Commonsense Reasoning¶
Commonsense Reasoning Overview¶
Commonsense reasoning enables agents to make natural, obvious inferences about the world — the kind humans do effortlessly. Example: if asked to “find the weather outside,” a robot should not jump out a window. The robot needs commonsense knowledge that jumping from a height causes injury.
Key ideas:
A small set of primitive actions (only 14) organizes vast amounts of knowledge
Primitive actions compose into hierarchies of sub-actions
Actions cause state changes, enabling prediction of consequences
The Problem of Multiple Meanings¶
Two complementary challenges in understanding verbs:
One word, many meanings (polysemy): “eat” can mean consume food, erode (“river ate the riverbank”), obsess (“eating him”), absorb losses (“eat the losses”)

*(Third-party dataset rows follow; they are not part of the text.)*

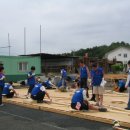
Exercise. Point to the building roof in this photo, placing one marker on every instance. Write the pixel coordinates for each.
(106, 55)
(51, 56)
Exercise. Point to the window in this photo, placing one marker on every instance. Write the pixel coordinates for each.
(1, 64)
(125, 55)
(22, 66)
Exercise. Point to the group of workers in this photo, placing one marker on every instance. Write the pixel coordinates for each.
(37, 89)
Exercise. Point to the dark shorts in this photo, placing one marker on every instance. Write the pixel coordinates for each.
(83, 106)
(83, 83)
(30, 88)
(39, 97)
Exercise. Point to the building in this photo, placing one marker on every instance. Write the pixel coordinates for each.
(54, 62)
(16, 67)
(120, 54)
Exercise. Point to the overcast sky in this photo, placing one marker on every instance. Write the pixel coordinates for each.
(66, 24)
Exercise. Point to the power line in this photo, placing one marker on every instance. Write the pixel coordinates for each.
(24, 41)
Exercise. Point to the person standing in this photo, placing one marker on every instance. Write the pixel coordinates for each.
(84, 74)
(31, 80)
(79, 101)
(93, 95)
(9, 91)
(39, 91)
(63, 77)
(127, 85)
(98, 89)
(2, 83)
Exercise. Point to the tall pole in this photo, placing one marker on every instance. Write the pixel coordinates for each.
(24, 41)
(9, 43)
(40, 40)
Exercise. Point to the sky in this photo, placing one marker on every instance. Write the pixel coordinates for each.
(66, 25)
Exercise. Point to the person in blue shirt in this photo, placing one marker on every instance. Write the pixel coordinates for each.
(121, 85)
(48, 84)
(31, 80)
(2, 83)
(63, 77)
(93, 95)
(97, 77)
(39, 91)
(84, 75)
(79, 101)
(127, 86)
(8, 90)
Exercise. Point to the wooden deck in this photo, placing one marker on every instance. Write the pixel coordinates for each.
(115, 103)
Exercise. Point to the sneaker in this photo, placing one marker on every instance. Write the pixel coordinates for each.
(92, 100)
(1, 105)
(127, 108)
(103, 109)
(116, 123)
(40, 101)
(97, 104)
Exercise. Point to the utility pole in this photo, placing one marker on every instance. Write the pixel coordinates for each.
(40, 40)
(24, 41)
(9, 43)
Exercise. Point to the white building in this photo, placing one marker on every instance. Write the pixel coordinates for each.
(120, 54)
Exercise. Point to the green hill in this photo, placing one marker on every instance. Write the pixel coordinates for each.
(98, 51)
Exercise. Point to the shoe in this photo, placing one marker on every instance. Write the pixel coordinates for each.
(97, 104)
(103, 109)
(40, 101)
(1, 105)
(127, 108)
(92, 100)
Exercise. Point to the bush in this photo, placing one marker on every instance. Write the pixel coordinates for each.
(117, 68)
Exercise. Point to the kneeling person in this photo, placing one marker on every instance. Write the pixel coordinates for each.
(38, 93)
(79, 101)
(8, 90)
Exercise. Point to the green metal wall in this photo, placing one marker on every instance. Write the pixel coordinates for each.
(10, 64)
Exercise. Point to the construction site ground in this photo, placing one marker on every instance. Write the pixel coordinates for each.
(115, 102)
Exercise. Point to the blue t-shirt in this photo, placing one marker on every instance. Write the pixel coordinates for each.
(36, 89)
(48, 84)
(97, 76)
(121, 83)
(63, 73)
(6, 89)
(83, 72)
(31, 80)
(78, 96)
(2, 82)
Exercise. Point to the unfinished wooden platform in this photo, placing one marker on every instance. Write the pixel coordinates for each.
(61, 104)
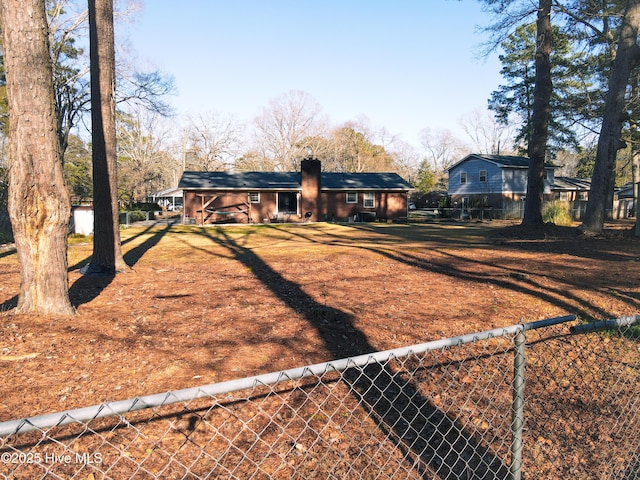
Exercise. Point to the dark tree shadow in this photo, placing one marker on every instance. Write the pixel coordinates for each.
(88, 287)
(430, 440)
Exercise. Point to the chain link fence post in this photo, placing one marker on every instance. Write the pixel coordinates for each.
(517, 407)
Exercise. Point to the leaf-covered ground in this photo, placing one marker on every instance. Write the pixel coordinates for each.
(203, 305)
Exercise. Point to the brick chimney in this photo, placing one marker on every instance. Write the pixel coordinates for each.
(311, 183)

Many words, one meaning (synonymy): “ate,” “devoured,” “consumed,” “ingested,” “partook,” “dined on” all convey the same basic event
Additionally, sentences with different structure can share meaning: “Bob shot Bill” ≡ “Bob killed Bill with a gun.”
Primitive Actions¶
Rather than maintaining separate frames for every verb, we map verbs to a small set of primitive actions that capture deep meaning:
Move-object (propel) — physically moving something
Ingest — taking something into the body
Expel — removing something from the body
Move-body-part — moving a part of one’s own body
Grasp — grabbing/holding an object
Speak — communicating verbally
Attend — focusing sensory attention
Think — cognitive processing
Feel — experiencing emotion
Do — generic action (used when specific primitive is unclear)

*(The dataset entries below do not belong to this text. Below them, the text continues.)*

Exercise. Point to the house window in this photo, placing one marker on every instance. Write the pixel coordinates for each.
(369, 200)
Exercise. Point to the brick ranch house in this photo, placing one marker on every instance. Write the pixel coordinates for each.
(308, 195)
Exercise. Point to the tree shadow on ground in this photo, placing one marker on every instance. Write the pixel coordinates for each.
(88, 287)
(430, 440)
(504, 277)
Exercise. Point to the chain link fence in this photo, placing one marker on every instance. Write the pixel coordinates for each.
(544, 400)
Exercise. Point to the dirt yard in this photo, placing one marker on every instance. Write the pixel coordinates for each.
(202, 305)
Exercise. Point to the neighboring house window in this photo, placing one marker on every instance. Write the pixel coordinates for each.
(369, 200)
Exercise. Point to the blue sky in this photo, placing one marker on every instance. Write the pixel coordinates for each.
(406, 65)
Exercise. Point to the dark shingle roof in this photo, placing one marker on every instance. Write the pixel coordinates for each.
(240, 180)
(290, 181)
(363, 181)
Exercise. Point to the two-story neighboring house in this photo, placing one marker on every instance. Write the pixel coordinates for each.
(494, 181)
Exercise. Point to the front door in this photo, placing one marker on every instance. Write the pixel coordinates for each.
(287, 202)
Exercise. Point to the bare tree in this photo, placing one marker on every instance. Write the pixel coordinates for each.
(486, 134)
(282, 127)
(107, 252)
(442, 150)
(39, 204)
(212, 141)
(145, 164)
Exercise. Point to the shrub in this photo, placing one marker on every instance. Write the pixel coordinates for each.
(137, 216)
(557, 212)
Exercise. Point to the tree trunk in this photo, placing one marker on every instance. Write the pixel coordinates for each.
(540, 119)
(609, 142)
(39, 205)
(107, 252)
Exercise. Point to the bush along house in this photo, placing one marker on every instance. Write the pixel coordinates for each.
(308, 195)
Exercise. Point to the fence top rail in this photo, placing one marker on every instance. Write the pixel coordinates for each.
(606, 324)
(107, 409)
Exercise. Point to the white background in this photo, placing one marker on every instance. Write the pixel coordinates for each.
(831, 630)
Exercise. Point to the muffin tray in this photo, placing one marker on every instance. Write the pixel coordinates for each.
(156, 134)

(Plus a few more, totaling ~14)
All synonymous verbs for eating (ate, devoured, consumed, ingested, partook) map to the single primitive action Ingest. The frame for Ingest specifies: agent, object, initial state (object outside body), final state (object inside body, object dead, agent happy via defaults).
Mapping examples:
“John pushed the cart” → Propel (agent in contact with object)
“John took the book from Mary” → Move-object (transfer of possession)
“John ate ice cream with a spoon” → Ingest
“John decided to go to the store” → Think (decision) + Move-object (movement)
Thematic Roles and Primitive Actions¶
Processing a sentence like “John pushed the cart”:
Bottom-up: encounter verb “pushed” → probe memory → retrieve frame for Propel
Top-down: frame specifies expected slots (agent, object) with rules for extraction
Rule for agent: “if a concept before the verb is animate → fill agent slot” → John
Rule for object: “if a concept after the verb is inanimate → fill object slot” → cart
The frame acts as a hook — once activated, it generates expectations and guides slot-filling. Processing combines bottom-up (data-driven) initiation with top-down (knowledge-driven) completion.
If the wrong frame is selected, difficulty in filling slots signals the need to abandon and try another. In longer stories, context from surrounding sentences resolves ambiguity.
Implied Actions¶
Some verbs don’t map directly to primitives. “John fertilized the field” implies “John put fertilizer on the field” — the implied action Move-object (put) is the true primitive.
“Bill shot Bob” implies “Bill propelled a bullet into Bob” — the primitive is Propel, with agent=Bill, object=bullet, destination=Bob.
When a verb doesn’t map cleanly, the agent must infer implied actions that do map to primitives. This itself is commonsense reasoning.
Actions and Sub-actions¶
Primitive actions can decompose into sub-action sequences. For “Ashok puts the wedge on the block,” the Move-object action decomposes into:
Grasp the wedge
Move-body-part (arm) to position above block
Release (un-grasp) the wedge
This hierarchical decomposition parallels hierarchical planning — complex actions break into simpler constituents.
State Changes¶
Actions produce state changes. Frame representations capture both the action and resulting states:
“Susan comforted Jing” → Action: Do(Susan, something) → State change: Jing’s mood becomes happy
“Ashok enjoyed eating a frog” → Two frames: Ingest(agent=Ashok, object=frog) + Feel(agent=Ashok, object=enjoyment), connected by a “result” link
For sentences with multiple verbs (e.g., “Maria told Ben to throw the ball”):
Frame 1: Speak(agent=Maria, result=Frame 2)
Frame 2: Propel(agent=Ben, object=ball)
The “result” slot connects action frames, enabling multi-verb sentence understanding.
Cognitive Connection¶
Commonsense reasoning is central to cognition but not fully understood. We use goals, context, and world models to decide what actions are reasonable. This extends beyond physical actions to the social world — theory of mind allows us to ascribe goals, beliefs, and desires to others, enabling commonsense social inferences.
Context is critical: it disambiguates polysemous words (one word, many meanings) and identifies synonymous expressions (many words, one meaning). Commonsense reasoning provides the formal structure to interpret the world, enabling agents to predict effects of actions and reason about causes of observed states.